The Fiscal Responsibility Act (FRA) was introduced to enable better fiscal management of the country’s affairs under the Structural Adjustment Programme.
“Central Government could be surprised and embarrassed because these things can land on your doorstep,” Duncan said, during a media briefing on Wednesday.
Duncan offered the MNIB as an example of how things can go wrong without strict oversight and reporting on the financial activities of Statutory Bodies.
The MNIB earned a place in the spotlight when it was exposed that it was deeply in debt and plagued by financial mismanagement.
Collecting data on the financial performance of the thirteen Statutory Bodies has been a problematic area for the FROC since its inception four years ago.
Information such as revenue, wage bills and primary expenses have been either under reported or not submitted to the Ministry of Finance.
Among the Statutory Bodies listed are Marketing and National Importing Board (MNIB) and the Gravel, Concrete and Emulsion Corporation.
The 2019 FROC report puts public sector debt at almost $2.5 billion.
Central government debt is listed at almost $2 billion and $166.8 million owed by State-owned Enterprises, excluding Statutory Bodies for which no data was submitted.
Under Parliamentary regulations such entities are obligated to present yearly financial statements to the Houses of Parliament but most have not been compliant with reports not being submitted for more than a decade in some cases.

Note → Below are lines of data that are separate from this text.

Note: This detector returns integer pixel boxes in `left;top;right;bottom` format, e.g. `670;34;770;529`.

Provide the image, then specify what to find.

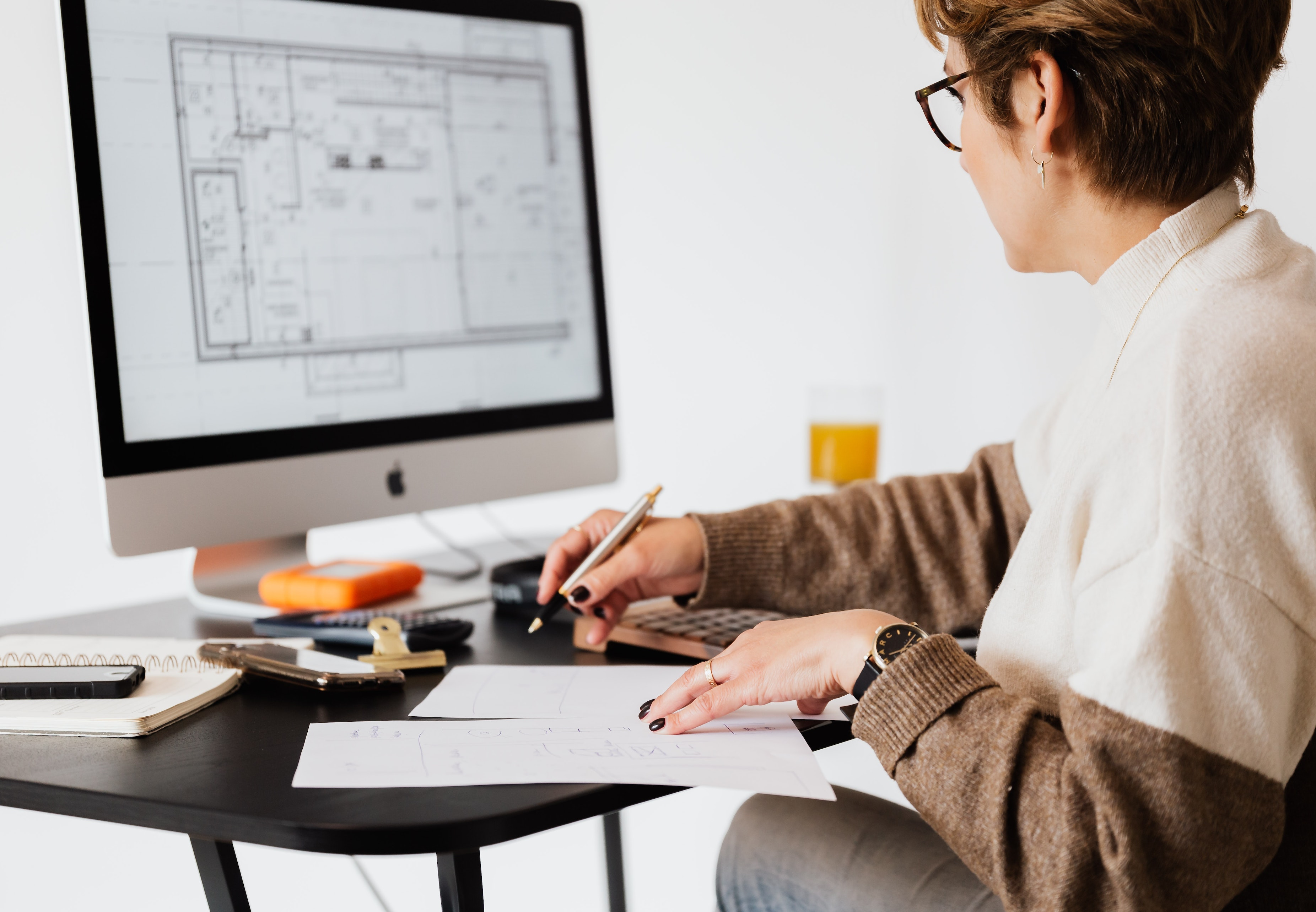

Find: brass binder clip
357;617;447;670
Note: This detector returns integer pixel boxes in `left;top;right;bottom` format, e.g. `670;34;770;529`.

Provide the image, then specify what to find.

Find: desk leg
438;849;484;912
603;811;626;912
189;836;251;912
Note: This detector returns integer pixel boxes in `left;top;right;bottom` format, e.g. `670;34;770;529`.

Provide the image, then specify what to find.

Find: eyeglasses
913;70;972;151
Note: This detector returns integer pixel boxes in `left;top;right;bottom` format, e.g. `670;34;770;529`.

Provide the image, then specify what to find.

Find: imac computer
62;0;617;616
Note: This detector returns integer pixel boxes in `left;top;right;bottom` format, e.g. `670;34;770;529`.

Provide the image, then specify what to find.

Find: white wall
0;0;1316;910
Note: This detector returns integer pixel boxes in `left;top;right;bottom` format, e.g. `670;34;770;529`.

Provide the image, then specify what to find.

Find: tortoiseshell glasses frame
913;70;972;151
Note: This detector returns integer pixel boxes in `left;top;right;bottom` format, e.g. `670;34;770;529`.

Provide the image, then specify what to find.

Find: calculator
251;608;475;653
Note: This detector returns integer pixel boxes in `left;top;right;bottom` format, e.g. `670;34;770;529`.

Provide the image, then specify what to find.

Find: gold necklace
1105;207;1247;390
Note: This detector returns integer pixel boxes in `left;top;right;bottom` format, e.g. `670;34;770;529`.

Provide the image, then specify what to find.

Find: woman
541;0;1316;910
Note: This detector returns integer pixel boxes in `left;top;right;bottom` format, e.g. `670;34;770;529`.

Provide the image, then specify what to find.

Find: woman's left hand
641;609;900;734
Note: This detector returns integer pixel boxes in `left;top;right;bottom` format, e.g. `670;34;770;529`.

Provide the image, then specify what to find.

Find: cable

Also commenting on this problem was Zanna Barnard, an economist representing the Eastern Caribbean Central Bank on the oversight committee who explained that this data is needed to properly assess Grenada’s compliance under the Fiscal Responsibility Act.
As a result the provisional report for public sector debt is understated, Barnard said.
The matter of an official classification for PetroCaribe, the oil alliance between Venezuela and Caribbean States, has again been highlighted in the FROC report.
The debt is $372.1 million and while the FROC continues to include it in their reports over the years, they are still waiting on a legal opinion from the Ministry of Legal Affairs about whether PetroCaribe is a State Enterprise or a private entity.
“The debt of PetroCaribe is a liability of the State, based on what we have seen and what we understand the situation to be,” Chairman Duncan explained.
Regarding some of the five main rules and target of the Act, Public Sector Debt to GDP ratio which must exceed 55% has been rated at non-compliant at 73.6%.
Public Private Partnership (PPP) contingent liabilities which is not to exceed 5% of GDP was also rated as non-compliant in 2019.
The act says that the Wage Bill to GDP ratio is not to exceed 9% of GDP. The government was compliant, at 7.7%, however the FROC indicated that caution should be applied.
Reporting on Private Public Partnerships (PPP), was also an area of weakness noted yet again by the FROC.
The 2019 report said, “The FROC is still not satisfied that the MPU (Macroeconomic Planning Unit), has a firm handle on this subject.
“Apart from one entity, the Fiscal Authorities are yet to scrutinise the relationships between public and private entities. This would give the FROC the comfort and assurance that there are indeed no PPPs.”
Chairman Duncan said the Committee does not have the resources to research the data on its own and has to rely on the government.